In my quest today for soft chocolate chip cookies, I ended up with some completely different desserts that both happen to include chocolate (yay!). I was going to call these no-roll sugar cookies, but they don’t have cane sugar in them so that didn’t seem quite right. Honey-Crisp seems like a good name for these, though  : )

Honey-Crisp Sandwich Cookies

Honey-Crisp Sandwich Cookies

Makes @ 20-24 cookies (10-12 sandwich cookies)

1-1/4 cup brown rice flour

2 Tablespoons ground chia seed

1/2 teaspoon baking soda

1/4 teaspoon salt

1/3 cup coconut oil or palm oil

1/2 cup honey (raw, unfiltered) *

1 teaspoon vanilla extract

Fudgy Ganache (recipe is here)

  1. Preheat oven to 375˚ F. Line a cookie sheet with parchment paper.
  2. In a medium bowl, whisk together flour, chia seed, baking soda, and salt.
  3. In a large bowl, with a hand blender cream together the oil, honey, and vanilla.
  4. Add in the dry ingredients to the wet ingredients in 2 additions, blending well between each addition until mixed.
  5. Drop cookie dough onto cookie sheet by tablespoonfuls.
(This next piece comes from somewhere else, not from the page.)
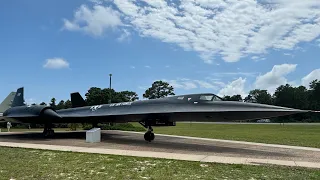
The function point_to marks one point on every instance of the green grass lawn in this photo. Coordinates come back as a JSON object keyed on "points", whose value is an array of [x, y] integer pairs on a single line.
{"points": [[17, 163], [299, 135]]}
Cook for 10-12 minutes, or until cookies are golden in color. Let cookies cool very well before removing from sheet. Cool completely before making into sandwiches.
  6. Once the cookies have cooled completely, spread some Fudgy Ganache between the cookies and sandwich together. Enjoy!

You can make these cookies smaller if you like and use a smaller measure for scooping out the cookie dough.

If you cook these a little bit longer and a little bit darker, they have a toffee-like flavor to them (just don’t burn them!)

* I use raw, unfiltered honey which is a thicker than store-bought honey. Also, subbing in agave or pure maple syrup will change the outcome of this recipe because they are not as thick.

3 thoughts on “Honey-Crisp Sandwich Cookies

  1. I made these and lets just say it was a hot mess. They spread out like crazy. Nothing like your cookie. So I am wondering why you did not use a egg to bind? I made a second batch into the blondes, and added the egg. Those were DELICIOUS!!

    • Hi Jolie! I am sorry that the cookies didn’t turn out for you (glad the blondies worked out though)! Some of us in my family have egg allergies, so I don’t generally use eggs but you can certainly use them if you want (the ground chia seed acts as the binder in this recipe). Also, I use raw, unfiltered honey which tends to be much thicker than most store-bought honey, and that could make a difference. If you want to try these again, you could use a beaten egg and some raw sugar instead of honey, and add some more flour if needed.